Women beat men on life expectancy, education - CSO
WOMEN LIVE longer than men and have better educational qualifications but are more likely to be hospitalised with depression.
Men earn more, have higher rates of hospitalisation for schizophrenia and alcoholism and are more likely to be murdered.
These are some of key findings in the report Women and Men in Ireland 2009 which was published by the Central Statistics Office (CSO) yesterday.
It confirmed many of the old gender stereotypes, with women accounting for most workers in the health and education sectors yet men holding many of the senior positions.
While women accounted for 80 per cent of health service employees last year, 33 per cent of medical and dental consultants were women.
Women accounted for 84 per cent of primary education employees yet 52 per cent of primary school managers were male.
Over one-fifth of women in paid employment worked in clerical and secretarial jobs last year, compared with only 5.6 per cent of employed men.
Meanwhile, men represented more than 96 per cent of workers in the craft sector.
The report pointed out that Ireland had perfect gender balance in 2008 with 100 women per 100 men in the population. This gender balance was unique among EU states.
However, there were more boys than girls in the younger age groups while there were more women than men in the older age groups. This was accounted for by the fact that women live longer.
Life expectancy for women in Ireland was 81.6 years in 2006 – nearly five years more than the value for men of 76.8 years.
Men were more likely to die at a younger age than women, particularly in the 15-24 age group which reflected a greater tendency for young men to commit suicide and to be victims of road incidents involving motor vehicles.
The report found that the prison population was overwhelmingly male. Of the 6,455 people committed to prison under sentence in 2007, just 7.4 per cent were women.
While the violent deaths of women generate significant media coverage, the CSO report found that men accounted for more than 80 per cent of murder and manslaughter victims in 2007.
Women are less likely to leave school early and more likely to achieve third-level qualifications.

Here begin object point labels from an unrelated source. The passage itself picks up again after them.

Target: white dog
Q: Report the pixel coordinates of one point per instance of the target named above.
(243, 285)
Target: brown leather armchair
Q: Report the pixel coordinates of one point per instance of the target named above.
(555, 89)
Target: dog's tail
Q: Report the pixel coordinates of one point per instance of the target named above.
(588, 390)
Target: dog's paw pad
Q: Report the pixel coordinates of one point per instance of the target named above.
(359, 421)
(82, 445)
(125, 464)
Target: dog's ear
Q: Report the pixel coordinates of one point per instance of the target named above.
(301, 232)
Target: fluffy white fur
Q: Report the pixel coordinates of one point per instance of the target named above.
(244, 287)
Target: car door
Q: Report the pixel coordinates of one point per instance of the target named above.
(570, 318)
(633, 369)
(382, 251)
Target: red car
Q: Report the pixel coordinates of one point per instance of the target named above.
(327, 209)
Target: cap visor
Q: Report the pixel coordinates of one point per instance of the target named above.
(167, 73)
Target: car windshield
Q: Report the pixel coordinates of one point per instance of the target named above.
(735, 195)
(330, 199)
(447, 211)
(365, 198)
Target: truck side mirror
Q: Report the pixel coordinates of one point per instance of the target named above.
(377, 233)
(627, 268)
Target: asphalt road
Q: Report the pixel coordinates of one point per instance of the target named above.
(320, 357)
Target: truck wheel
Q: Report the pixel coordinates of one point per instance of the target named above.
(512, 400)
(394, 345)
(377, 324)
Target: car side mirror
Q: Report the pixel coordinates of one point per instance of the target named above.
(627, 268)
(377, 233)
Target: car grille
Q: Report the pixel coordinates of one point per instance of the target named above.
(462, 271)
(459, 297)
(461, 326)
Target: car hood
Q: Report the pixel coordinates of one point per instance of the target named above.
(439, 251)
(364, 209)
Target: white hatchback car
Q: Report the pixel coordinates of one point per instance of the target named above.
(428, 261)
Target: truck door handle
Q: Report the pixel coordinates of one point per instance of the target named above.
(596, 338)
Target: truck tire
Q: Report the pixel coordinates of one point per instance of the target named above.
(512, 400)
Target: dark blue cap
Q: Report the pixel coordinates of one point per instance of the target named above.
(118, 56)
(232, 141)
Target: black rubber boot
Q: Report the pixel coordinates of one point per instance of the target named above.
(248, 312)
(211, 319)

The early school leavers rate among women aged 18-24 in 2007 was 8.7 per cent, compared with the male rate of 14.2 per cent.
Higher proportions of girls took English, Irish and French at higher level in the 2009 Leaving Cert, while boys had higher rates of participation in technical subjects.
The report showed that women continued to be under-represented in decision-making structures at national and regional levels last year.
Some 14 per cent of deputies in Dáil Éireann were women last year, while they accounted for 34 per cent of members of State boards. Women accounted for 17 per cent of members of local authorities and 12 per cent of members of regional authorities. In contrast, the average representation in national parliaments in the EU was nearly 24 per cent.
Women’s income in 2007 was about two-thirds of men’s but after adjusting for the longer hours worked by men, women’s hourly earnings were about 87 per cent of men’s.
The report found that women were slightly more likely to belong to an organised religion than men. In 2006, 95 per cent of women described themselves as Roman Catholic or Church of Ireland, compared with 93.5 per cent of men.
Some 3.5 per cent of men described themselves as having no religion, while 2.2 per cent of women ticked this box.
MEN AND WOMEN: THE DIFFERENCES
Some 51 per cent of women aged 25-34 had a third-level qualification last year, compared to 38.7 per cent of men in this age group.
The unemployment rate for men in Ireland was 15.1 per cent last year while the unemployment rate for women was 8.1 per cent.
Some 14 per cent of TDs in Dáil Éireann were women last year. They accounted for 34 per cent of members of State boards.
Ireland was the only EU country to have a perfect gender balance in 2008, with 100 women per 100 men in the population.
The male rate of admission for alcoholic disorders and schizophrenia was more than 60 per cent higher than the female rate in 2008, while the female rate of admission for depression was over 40 per cent higher than the male rate.
Women’s income in 2007 was about two-thirds of men’s income. After adjusting for the longer hours worked by men, women’s hourly earnings were about 87 per cent of men’s.